Ermeneutica della religione è l’opera prima di Vikica Vujica, autrice bosniaca di lingua italiana la cui ricerca si muove in ambito teologico e storico-religioso. Appena pubblicato dall’editore Casini nella collana di filosofia «Interpretazioni», diretta da Gianni Vattimo e Santiago Zabala, questo libro è una introduzione alla filosofia della religione di Raimon Panikkar, articolata in tre parti: definizione di “religione” (a partire dalle categorie panikkariane di mito e di logos), mistica come esperienza del “divino” e dialogo interreligioso, in particolare fra induismo e cristianesimo.
Quanto è possibile sottolineare l’uguaglianza tra le religioni?

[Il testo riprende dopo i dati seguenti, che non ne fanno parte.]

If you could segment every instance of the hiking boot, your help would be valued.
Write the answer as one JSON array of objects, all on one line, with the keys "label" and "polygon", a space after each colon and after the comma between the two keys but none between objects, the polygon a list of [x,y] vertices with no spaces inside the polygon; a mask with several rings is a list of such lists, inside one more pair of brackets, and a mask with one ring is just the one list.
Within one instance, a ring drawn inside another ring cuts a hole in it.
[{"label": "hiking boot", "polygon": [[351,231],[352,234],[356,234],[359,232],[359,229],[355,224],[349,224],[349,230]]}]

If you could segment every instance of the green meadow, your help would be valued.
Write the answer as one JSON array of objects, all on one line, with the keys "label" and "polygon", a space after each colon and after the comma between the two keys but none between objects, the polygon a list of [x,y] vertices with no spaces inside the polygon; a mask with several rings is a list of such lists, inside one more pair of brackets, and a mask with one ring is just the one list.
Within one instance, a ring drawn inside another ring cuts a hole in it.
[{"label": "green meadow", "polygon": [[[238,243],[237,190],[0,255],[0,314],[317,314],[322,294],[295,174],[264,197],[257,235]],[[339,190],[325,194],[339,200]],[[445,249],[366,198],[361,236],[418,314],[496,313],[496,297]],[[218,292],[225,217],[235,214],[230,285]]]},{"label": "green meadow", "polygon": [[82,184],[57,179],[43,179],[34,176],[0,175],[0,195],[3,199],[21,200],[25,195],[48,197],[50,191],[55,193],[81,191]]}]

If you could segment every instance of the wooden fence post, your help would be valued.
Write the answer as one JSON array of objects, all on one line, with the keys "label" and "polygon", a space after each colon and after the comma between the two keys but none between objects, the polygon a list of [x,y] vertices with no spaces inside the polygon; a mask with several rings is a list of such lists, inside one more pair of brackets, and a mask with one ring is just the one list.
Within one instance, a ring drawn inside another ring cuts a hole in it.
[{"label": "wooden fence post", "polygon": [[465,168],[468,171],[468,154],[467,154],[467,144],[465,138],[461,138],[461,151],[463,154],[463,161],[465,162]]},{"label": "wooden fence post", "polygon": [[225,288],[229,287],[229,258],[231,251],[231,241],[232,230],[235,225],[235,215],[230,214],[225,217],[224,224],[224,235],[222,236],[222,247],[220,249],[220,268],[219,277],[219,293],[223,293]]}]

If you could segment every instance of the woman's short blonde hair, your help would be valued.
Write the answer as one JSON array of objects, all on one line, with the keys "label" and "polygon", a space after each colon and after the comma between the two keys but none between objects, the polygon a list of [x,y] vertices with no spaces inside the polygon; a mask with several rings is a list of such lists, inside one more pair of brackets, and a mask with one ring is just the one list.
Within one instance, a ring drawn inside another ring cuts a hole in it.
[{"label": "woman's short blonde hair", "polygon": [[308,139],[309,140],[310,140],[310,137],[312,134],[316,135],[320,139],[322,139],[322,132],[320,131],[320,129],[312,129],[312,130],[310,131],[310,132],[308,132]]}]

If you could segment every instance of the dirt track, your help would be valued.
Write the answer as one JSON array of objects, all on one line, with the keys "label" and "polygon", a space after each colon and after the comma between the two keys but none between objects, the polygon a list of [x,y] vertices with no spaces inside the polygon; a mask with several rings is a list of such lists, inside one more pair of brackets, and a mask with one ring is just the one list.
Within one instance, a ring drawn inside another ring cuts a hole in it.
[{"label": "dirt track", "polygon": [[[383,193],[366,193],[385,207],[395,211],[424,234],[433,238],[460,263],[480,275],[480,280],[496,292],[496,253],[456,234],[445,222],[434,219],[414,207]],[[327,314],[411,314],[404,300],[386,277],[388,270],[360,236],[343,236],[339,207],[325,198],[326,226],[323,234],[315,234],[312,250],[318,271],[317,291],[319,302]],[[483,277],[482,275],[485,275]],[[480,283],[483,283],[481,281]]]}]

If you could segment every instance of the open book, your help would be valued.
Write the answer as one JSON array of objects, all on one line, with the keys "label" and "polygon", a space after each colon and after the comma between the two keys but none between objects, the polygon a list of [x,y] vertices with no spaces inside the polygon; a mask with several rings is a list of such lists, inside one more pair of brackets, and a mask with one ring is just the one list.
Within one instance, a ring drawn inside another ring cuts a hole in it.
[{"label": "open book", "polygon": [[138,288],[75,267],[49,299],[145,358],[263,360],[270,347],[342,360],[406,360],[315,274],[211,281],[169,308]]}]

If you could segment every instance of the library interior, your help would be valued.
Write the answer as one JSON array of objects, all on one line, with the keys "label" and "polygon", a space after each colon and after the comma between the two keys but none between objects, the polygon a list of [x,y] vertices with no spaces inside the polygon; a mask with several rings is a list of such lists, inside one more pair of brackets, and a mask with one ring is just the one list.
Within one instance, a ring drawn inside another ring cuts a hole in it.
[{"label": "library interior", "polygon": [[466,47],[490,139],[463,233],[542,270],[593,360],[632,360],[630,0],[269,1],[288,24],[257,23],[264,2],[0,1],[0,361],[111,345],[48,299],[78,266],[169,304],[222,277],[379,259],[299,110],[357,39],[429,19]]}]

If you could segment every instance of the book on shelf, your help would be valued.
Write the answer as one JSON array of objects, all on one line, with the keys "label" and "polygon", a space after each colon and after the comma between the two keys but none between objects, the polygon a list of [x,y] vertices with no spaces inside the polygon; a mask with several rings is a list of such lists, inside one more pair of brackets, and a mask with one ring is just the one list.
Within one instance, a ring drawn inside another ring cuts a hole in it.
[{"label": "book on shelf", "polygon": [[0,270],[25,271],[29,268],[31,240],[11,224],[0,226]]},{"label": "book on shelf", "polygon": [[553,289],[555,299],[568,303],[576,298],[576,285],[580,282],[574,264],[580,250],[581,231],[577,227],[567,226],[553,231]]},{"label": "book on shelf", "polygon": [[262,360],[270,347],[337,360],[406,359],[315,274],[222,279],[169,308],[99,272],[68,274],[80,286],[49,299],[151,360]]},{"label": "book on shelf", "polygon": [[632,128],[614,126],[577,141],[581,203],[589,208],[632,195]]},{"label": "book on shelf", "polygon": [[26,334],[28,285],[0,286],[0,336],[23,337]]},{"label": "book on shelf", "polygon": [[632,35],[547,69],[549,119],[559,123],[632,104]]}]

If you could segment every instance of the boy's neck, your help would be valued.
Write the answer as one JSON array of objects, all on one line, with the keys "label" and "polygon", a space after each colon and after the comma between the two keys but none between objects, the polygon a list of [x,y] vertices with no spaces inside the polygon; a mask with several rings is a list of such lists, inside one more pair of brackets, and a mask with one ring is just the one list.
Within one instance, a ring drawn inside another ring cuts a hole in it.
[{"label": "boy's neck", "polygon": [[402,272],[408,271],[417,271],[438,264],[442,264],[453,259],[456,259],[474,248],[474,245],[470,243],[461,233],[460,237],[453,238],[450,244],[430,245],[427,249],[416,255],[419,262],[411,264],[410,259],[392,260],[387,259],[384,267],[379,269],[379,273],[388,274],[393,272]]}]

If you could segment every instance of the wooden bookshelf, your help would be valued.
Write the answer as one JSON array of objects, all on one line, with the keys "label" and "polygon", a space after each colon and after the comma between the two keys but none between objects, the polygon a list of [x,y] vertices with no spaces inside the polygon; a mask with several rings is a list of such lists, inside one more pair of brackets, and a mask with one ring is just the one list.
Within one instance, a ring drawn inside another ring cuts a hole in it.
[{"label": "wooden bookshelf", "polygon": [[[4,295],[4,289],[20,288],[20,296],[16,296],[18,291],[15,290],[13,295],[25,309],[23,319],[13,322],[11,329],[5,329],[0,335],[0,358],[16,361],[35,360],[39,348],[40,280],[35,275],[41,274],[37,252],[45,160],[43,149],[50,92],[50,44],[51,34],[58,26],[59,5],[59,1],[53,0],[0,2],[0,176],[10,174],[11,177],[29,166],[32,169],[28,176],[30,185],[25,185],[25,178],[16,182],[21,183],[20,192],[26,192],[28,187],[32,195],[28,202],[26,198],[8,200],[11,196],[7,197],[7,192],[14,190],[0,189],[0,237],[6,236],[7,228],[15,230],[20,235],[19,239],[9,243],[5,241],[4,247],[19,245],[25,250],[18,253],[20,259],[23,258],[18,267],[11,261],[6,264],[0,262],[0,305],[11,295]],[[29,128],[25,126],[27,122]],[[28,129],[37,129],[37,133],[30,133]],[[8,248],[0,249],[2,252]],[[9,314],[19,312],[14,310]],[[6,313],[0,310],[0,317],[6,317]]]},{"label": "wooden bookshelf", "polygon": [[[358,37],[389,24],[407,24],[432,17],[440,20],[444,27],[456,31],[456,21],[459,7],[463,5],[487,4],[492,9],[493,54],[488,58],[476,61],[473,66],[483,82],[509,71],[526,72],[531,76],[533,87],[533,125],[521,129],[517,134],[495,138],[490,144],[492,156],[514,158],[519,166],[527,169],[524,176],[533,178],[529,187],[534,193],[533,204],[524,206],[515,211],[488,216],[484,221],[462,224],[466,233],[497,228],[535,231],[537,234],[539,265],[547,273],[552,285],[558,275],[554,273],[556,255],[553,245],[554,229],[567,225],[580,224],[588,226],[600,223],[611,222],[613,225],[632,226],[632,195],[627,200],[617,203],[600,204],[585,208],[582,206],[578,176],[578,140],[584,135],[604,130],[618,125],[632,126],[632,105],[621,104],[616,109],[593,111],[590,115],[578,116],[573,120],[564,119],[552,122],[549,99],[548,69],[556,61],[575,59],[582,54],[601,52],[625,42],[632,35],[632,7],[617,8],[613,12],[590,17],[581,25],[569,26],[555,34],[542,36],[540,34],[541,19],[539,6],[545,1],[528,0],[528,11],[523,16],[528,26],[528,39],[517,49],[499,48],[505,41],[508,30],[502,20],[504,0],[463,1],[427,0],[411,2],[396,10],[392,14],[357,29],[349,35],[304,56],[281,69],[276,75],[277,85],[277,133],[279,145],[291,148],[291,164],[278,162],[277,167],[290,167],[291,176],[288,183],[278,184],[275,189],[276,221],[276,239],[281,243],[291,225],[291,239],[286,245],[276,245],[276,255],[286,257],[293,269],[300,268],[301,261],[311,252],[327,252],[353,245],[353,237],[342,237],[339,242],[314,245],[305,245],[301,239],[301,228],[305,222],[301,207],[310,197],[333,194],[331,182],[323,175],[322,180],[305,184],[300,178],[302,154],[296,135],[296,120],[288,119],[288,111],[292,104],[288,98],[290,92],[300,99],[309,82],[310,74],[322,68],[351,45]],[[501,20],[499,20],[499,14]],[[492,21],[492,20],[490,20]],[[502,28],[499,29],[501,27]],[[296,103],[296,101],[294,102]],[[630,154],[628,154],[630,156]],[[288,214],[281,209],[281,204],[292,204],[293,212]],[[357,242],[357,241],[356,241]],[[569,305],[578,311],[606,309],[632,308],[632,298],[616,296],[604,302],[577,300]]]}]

Si tratta di un’ipotesi inaccettabile? Cosa significa o come è possibile definire lo specifico della religione?, sono alcune delle domande (p. 123) cui l’A. tenta di rispondere, soprattutto sulla base dei primi testi di Panikkar in italiano (come ad esempio Religione e religioni, del 1964, o l’articolo “La demitizzazione nell’incontro tra Cristianesimo e Induismo”, del 1961). Fondamentale la distinzione tra la fede (come apertura costitutiva dell’uomo a un orizzonte di consapevolezza ulteriore, più ampio della razionalità; per cui Panikkar afferma che “la fede è senza oggetto”) e la credenza, espressione intellettuale della fede, che si incarna in una determinata epoca, cultura, religiosità: è la fede il terreno del dialogo fra le religioni, mentre su quello della credenza non può che aversi un mero scontro dialettico tra opinioni divergenti, destinato nel migliore dei casi alla ricerca del minimo comun denominatore tra le religioni, che alla resa dei conti non rende giustizia all’identità e alla particolarità di nessuna di esse.
L’autrice evidenzia che il vero dialogo, quello che Panikkar chiama “dialogale”, che attinge a ciò che è oltre il logos, presuppone l’esperienza di ciò che è al di là della parola: cioè il silenzio, «territorio comune alle religioni» (p. 61). Il silenzio, che non è prerogativa dei “religiosi di professione”, ma di ogni uomo che non lasci atrofizzare la propria dimensione religiosa, è il “luogo” in cui Dio parla direttamente al cuore dell’uomo: nella mistica c’è dunque lo spazio privilegiato dell’incontro tra le religioni, sottolinea Vujica, la quale si muove a suo agio fra i testi di Panikkar, che cita spesso e volentieri.
Alcuni interrogativi conclusivi richiederebbero forse (come l’autrice stessa suggerisce) l’approccio ad altri testi, anche recenti, di Panikkar, nei quali le nozioni di pluralismo e di a-dualismo bandiscono per così dire “automaticamente” l’idea di “religione universale”, e dove la radicale relazionalità esclude ogni interpretazione relativistica del pensiero di Panikkar. Così come il dubbio (p. 127) sulla “corrispondenza piena” tra la filosofia di Panikkar e la «visione cristiana del credere» richiede una trattazione a parte. Idee per un prossimo libro.